Junior Fernandez, RHP, Cardinals No. 14
The right-hander has long tantalized with premium velocity, often touching 98-99 mph, to go along with a changeup that flashes plus. He’s had trouble staying healthy, commanding the Baseball and sharpening his breaking ball, though he did move to the bullpen in 2018. His fastball-changeup combination could be enough to entice a team to take a chance in the Rule 5 Draft.
Alex Young, LHP, D-backs No. 22
Perhaps Arizona’s No. 7 prospect, Marcus Wilson, is the more exciting name, but Young has a better chance to be selected. The southpaw spent most of 2018 in Triple-A, though he struggled there. He doesn’t necessarily have the splits to be a lefty specialist, but Young has proven to be durable, and he could fill a back-end rotation spot or serve as a swingman.
Breiling Eusebio, LHP, Rockies No. 19
Eusebio entered 2018 as Colorado’s top lefty pitching prospect, but he made just three starts before succumbing to Tommy John surgery. When healthy, he featured a 92-96 mph fastball with sink and a curveball with power and depth. A team could pluck him in the Rule 5 Draft and stash him on its disabled list for a while.

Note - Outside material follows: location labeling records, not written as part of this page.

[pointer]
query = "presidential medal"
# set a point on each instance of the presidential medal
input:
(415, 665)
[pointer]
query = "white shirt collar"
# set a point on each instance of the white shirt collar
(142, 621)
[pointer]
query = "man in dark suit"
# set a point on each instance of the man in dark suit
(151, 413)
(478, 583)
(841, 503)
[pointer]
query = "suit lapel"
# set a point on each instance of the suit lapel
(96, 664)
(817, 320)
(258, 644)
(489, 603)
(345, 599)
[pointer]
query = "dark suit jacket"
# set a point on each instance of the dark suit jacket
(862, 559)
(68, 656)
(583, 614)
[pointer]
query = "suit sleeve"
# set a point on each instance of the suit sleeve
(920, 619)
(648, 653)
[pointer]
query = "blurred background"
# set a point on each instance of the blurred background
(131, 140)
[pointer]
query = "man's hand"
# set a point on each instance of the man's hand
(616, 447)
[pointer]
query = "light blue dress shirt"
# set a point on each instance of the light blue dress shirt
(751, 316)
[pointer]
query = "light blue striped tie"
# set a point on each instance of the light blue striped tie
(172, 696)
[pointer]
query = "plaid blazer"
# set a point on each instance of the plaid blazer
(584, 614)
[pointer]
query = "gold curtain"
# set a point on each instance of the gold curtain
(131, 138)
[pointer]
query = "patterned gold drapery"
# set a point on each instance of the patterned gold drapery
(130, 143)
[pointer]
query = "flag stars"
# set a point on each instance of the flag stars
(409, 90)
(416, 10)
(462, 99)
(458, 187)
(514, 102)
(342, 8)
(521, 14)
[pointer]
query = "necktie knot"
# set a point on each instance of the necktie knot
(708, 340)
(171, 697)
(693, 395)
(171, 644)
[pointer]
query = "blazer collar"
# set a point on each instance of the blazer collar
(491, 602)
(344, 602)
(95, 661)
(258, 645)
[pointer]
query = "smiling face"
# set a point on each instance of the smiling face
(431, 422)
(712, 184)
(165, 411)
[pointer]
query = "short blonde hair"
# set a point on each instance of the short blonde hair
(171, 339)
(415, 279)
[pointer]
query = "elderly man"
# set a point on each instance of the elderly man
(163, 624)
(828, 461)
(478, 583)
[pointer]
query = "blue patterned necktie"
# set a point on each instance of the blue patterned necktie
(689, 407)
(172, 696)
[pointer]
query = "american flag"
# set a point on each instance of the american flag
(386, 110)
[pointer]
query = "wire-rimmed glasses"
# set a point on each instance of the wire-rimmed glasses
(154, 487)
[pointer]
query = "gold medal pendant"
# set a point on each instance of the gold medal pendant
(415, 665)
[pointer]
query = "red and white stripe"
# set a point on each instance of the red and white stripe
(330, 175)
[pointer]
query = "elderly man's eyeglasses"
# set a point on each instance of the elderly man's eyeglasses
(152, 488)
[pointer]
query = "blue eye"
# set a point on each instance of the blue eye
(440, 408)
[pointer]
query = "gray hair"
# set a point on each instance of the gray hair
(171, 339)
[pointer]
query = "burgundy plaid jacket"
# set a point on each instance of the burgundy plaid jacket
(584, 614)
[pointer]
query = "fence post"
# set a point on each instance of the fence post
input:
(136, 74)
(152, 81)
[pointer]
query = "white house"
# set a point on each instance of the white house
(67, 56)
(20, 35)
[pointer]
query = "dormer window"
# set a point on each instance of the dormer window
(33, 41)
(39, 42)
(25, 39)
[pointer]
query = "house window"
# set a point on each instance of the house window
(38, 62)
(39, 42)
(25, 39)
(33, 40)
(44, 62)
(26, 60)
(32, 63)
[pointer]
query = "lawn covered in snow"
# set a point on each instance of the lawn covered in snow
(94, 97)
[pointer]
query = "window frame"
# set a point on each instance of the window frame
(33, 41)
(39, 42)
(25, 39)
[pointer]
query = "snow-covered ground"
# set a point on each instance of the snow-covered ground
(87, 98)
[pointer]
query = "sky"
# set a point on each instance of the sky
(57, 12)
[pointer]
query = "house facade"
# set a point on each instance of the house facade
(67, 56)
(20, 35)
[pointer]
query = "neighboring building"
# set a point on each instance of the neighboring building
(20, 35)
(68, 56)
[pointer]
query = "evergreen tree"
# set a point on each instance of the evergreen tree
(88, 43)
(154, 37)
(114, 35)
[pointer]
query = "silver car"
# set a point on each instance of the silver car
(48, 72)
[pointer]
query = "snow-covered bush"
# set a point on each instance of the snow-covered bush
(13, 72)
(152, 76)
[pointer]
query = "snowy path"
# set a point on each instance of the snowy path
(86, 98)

Cristian Santana, 3B/1B, Dodgers No. 24
With 40-man space at a premium, Los Angeles couldn’t find a spot for Santana despite his 24-homer season in high Class A at age 21. While he’ll have to tone down his aggressiveness at the plate, he offers an intriguing combination of power, arm strength and defensive versatility.
Michael Gettys, OF, Padres
In his first Double-A season, Gettys, The Padres’ second-round pick in 2014, hit 15 homers with 17 steals but batted just .230 over 125 games with 160 strikeouts, the second-highest total in the Texas League. Though Gettys has a solid floor thanks to his combination of right-handed raw power, above-average speed and plus defense in center field, his ongoing struggles in refining his approach and trimming his perennially high strikeout rate will be enough to make some teams think twice.
Sandro Fabian, OF, Giants No. 8
Fabian has some of the best upside in San Francisco’s system, and he is one of the Giants’ best position prospects, but it’s a safe gamble to leave him unprotected, because he’s not anywhere close to ready for the big leagues after batting .200/.260/.325 in high Class A at age 20. That line belies his bat-to-ball skills and power potential, and he also is a quality right fielder with a strong arm.